The Transporter Review
In The Transporter, Jason Statham makes his bid to join the new crop of 21st century action heroes which already includes Vin Diesel and The Rock. The Cockney geezer from Lock Stock & Two Smoking Barrels and Snatch, who looks like a cross between Bruce Willis and the Mitchell brothers from Eastenders, may seem like an odd contender and I confess I was sceptical, but his tough, no-nonsense attitude and self-deprecating sense of humour won me over. He certainly looks the part, pumped up like Stallone and pulling off the stunts and martial arts convincingly enough.
Statham plays Frank Martin, an ex-soldier living in the South of France, where he earns a living as a freelance driver for the European underworld. Frank is a man with no morals and three unbreakable rules - never change the deal, no names and never look in the package. After demonstrating his skill behind the wheel in an opening chase through the streets of Nice, he's hired to make a delivery for some shady characters, no questions asked. By accident, he discovers that the bag he's carrying contains a young Chinese woman (Qi Shu) but Frank's a professional and he finishes the job. Unfortunately the gangsters who hired him find out he's seen the girl and, after an attempt on his life fails, he and his package end up on the run together.
Like its title character, The Transporter does exactly the job it's expected to do. It isn't perfect - it sags in the middle and is let down by a weak pair of villains - but, for the most part, this is a slick, efficient and unpretentious B-movie with just the right balance of drama and comedy, much of the latter provided by François Berléand's dry French detective. There are some inventive action scenes, well staged by Chinese director Cory Yuen, including a terrific fight in a bus depot and a climactic chase that wouldn't shame a Bond film.
It looks great too, with its sunny French locations, luxury German cars and sexy co-star Qi Shu, who may not speak English very well but is extremely easy on the eye. Shu has made some racy films in Hong Kong and when it comes to her love scene with Statham, you'll curse the producers' decision to go for a PG-13 rating in America. Why is it that teen comedies can be rated R but action films have to be PG-13? As it is, The Transporter is far too violent for children and deserves the harsher 15 certificate the BBFC have slapped on it.

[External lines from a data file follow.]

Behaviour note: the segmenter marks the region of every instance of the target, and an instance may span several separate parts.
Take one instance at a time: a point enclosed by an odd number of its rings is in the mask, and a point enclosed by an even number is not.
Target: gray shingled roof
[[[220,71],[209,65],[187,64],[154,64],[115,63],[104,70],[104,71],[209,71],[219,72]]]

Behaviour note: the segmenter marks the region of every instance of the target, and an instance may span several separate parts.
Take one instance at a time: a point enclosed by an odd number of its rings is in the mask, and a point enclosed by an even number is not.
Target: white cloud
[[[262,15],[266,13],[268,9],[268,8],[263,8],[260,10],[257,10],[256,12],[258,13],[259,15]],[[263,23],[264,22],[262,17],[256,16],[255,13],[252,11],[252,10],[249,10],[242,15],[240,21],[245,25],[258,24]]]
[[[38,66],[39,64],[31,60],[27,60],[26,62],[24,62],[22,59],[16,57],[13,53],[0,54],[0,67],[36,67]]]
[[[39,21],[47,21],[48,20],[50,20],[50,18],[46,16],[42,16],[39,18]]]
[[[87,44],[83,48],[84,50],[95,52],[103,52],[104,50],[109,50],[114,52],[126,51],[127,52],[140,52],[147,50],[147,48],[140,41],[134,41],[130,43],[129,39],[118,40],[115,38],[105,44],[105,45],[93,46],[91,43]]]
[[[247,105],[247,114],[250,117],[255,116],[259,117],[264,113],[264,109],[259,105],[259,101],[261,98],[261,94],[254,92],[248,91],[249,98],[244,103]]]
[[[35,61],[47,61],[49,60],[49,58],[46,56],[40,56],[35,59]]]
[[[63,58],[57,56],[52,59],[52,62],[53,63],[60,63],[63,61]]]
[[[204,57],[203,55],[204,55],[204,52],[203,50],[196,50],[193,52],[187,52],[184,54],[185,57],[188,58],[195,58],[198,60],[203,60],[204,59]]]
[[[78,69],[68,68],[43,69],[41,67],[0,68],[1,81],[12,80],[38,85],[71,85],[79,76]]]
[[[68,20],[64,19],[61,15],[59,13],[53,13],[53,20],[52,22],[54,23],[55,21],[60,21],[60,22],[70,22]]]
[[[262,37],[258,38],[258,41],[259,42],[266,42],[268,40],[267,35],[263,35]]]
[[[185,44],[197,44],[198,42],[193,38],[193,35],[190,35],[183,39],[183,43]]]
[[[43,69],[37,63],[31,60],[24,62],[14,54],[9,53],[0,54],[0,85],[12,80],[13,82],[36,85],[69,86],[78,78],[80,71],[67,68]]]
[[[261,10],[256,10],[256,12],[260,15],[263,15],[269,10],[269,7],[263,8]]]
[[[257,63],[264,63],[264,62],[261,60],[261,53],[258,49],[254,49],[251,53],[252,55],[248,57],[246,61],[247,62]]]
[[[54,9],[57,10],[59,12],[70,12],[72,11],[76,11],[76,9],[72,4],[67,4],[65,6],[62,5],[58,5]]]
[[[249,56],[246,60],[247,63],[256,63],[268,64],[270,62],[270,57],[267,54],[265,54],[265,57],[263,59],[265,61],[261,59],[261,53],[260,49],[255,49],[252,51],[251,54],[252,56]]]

I also wish Statham hadn't played the Transporter with an American accent. There's no need for it as Frank is never identified as an American, just a foreigner, so I can only assume it was based on the assumption that US audiences don't want to watch British action heroes. Tell that to the producers of Die Another Day, which has grossed over $150 million in the States. Statham's Yank accent is not as bad as it was in The One but it's still a distraction. There's something about Cockney accents - actors from elsewhere can never quite do them (remember Don Cheadle's Dick Van Dyke impression in Ocean's Eleven?) while London actors as good as Michael Caine and Bob Hoskins can never make you believe they're from anywhere else.
A word about Luc Besson's involvement: the ad campaign implies that he directed The Transporter ("from the maker of Leon and Nikita") when in fact Besson produced the film and co-scripted with his Fifth Element partner Robert Mark Kamen. Since Joan Of Arc, Besson has put his directing career on hold to become a prolific producer of French-made action movies, his credits including Kiss Of The Dragon and the Taxi series. He's to be commended - it's refreshing to see a European film-maker competing with Hollywood instead of complaining about it or emigrating there.